Connecting in a Digital World

 

By Christo Lute, Director of Advanced Analytics,
Analytics Guild

I have spent years searching for a way to have meaningful conversations in the digital space, and I know I’m not alone in this. At some point we have all participated in Facebook discussions that devolve into name-calling. We have all stalked old friends on social media that we think of often and fondly, but never speak to. 

I am deeply curious about how to turn my experience on the internet from a vaguely anti-social one to one where I can actually connect with people.  

Last December, Tim Ferriss interviewed Jamie Foxx on the Tim Ferriss Show and unlocked my understanding of what it means to make meaningful social connections in the digital space. 

Foxx described how he wakes up in the morning and immediately begins texting, checking in with people that he cares about. He first listens, asks questions and checks in, and then shares the things he’s looking forward to about his day. When I heard about this habit, it was a lightning bolt of insight into where I’d gone wrong with social media. 

The trick I’ve learned about sharing—just another word for storytelling—is that great sharers and storytellers possess a willingness to listen and connect before they share. This is wisdom for the digital world as well as the day-to-day: your board room, presentations, staff meetings, and more.

A good story requires you to first listen, and then share. Build trust with your audience by hearing them past small talk and cheap rhetoric; hear what really matters, what is actually happening in their lives.

One Monday morning in January, I decided to experiment, to explore what might happen if I created a discipline around asking people about their daily lives. I messaged a few close friends and a few friends I hadn’t spoken to in many months, wished them a happy Monday, asked them how they were and what they were looking forward to about their week, and also shared the things that I was looking forward to most about my week.

The result was amazing. Nearly everyone messaged me back and shared something that they had been working on in their own life. The old friends were surprised but happy to hear from me. It was as though we’d reached a point where it was too awkward to make contact, but my message had broken the silence. 

Since then, every Monday, I have sent out a message to an ever-growing group of friends, and I’ve developed some rules for myself to make the most of the activity.

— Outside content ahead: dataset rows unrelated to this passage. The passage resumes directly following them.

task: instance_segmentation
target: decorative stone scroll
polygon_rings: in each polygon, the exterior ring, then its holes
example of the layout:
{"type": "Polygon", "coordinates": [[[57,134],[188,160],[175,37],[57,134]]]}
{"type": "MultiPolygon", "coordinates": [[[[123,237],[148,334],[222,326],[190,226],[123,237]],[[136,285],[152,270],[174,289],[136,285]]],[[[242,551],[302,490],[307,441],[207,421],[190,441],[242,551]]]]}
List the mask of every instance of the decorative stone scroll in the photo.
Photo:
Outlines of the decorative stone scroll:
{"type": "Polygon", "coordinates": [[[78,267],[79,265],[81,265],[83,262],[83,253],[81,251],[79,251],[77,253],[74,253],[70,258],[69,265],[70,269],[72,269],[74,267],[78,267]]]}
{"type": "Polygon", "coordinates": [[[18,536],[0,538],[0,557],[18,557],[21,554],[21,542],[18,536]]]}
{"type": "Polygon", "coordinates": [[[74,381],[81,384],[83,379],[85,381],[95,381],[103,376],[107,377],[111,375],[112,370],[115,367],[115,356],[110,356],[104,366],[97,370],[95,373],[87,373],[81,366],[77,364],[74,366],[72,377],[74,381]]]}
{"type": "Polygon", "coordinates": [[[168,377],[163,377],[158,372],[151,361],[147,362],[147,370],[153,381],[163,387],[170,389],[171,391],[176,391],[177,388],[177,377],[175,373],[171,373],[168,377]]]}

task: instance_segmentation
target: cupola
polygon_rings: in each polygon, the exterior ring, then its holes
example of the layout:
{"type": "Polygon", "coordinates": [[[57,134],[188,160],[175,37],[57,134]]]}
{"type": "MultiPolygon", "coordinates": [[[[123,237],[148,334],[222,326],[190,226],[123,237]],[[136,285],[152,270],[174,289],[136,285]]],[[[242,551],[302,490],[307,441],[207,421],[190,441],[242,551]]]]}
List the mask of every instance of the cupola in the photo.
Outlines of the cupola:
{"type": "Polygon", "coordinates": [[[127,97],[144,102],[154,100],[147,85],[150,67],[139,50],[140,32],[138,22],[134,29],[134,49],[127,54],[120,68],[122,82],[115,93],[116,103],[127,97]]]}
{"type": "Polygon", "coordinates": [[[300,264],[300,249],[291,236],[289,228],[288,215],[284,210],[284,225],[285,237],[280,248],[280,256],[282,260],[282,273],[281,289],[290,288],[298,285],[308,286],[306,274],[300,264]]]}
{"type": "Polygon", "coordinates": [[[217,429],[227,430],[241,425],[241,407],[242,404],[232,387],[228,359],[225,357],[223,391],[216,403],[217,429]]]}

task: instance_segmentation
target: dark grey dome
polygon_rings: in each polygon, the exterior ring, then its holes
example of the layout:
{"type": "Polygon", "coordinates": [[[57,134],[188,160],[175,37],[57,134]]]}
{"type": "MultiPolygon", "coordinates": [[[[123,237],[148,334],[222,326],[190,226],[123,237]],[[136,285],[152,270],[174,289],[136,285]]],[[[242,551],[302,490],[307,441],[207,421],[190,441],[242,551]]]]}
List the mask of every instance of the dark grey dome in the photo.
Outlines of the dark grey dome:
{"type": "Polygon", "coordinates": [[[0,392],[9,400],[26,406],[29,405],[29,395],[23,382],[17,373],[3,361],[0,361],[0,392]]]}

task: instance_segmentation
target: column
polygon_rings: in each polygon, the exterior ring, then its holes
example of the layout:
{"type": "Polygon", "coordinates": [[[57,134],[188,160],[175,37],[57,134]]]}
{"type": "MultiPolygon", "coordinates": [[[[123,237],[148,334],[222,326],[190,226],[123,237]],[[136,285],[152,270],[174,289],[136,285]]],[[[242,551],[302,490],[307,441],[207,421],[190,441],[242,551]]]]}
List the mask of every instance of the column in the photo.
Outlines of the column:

Rule 1: Every Monday, I will write a message to a group of Facebook friends. The messages will be individually sent, so the conversations will be private. 

Rule 2: The note must include something real about what’s going on in my life, something I’m excited about, something I’m concerned about, and something I haven’t shared yet. 

Rule 3: Every week, I need to reach out to a friend that I haven’t heard from recently and add them to the list of people I’m connecting with.

Rule 4: If someone writes back, I must respond to them. 

After nearly 8 months of growing this weekly habit, an amazing thing has happened: almost all of my online interactions are meaningful ones. I now regularly hear about the successes and setbacks of high school and college friends, strategize about careers, make plans to travel with old friends, and hear and share real struggles over the web. All this because I decided to bite the bullet and start listening to their stories. 

The digital world has the power to connect us to each other in a way that was unprecedented in previous generations. But it also has the power to isolate us, to make us feel like we have hundreds of Facebook friends but no real ones. It allows us to spy on each other’s lives, to see new babies, weddings, and career changes, but does not require us to engage with those momentous occasions, much less the everyday happenings of our friends’ lives. What’s more, the way conduct our digital lives affects how we conduct ourselves in the non-digital world: those feelings of isolation cause more, real isolation.

Instead of passively allowing friends to become entertainment for your newsfeed, actively engage them. Talk to them about what’s really going on in their lives. Listen, ask questions, hear their stories. It will transform your digital experience. It will also slowly transform your non-digital experience, giving you the confidence and presence to connect with audiences, engage friends and colleagues, and lead in your business.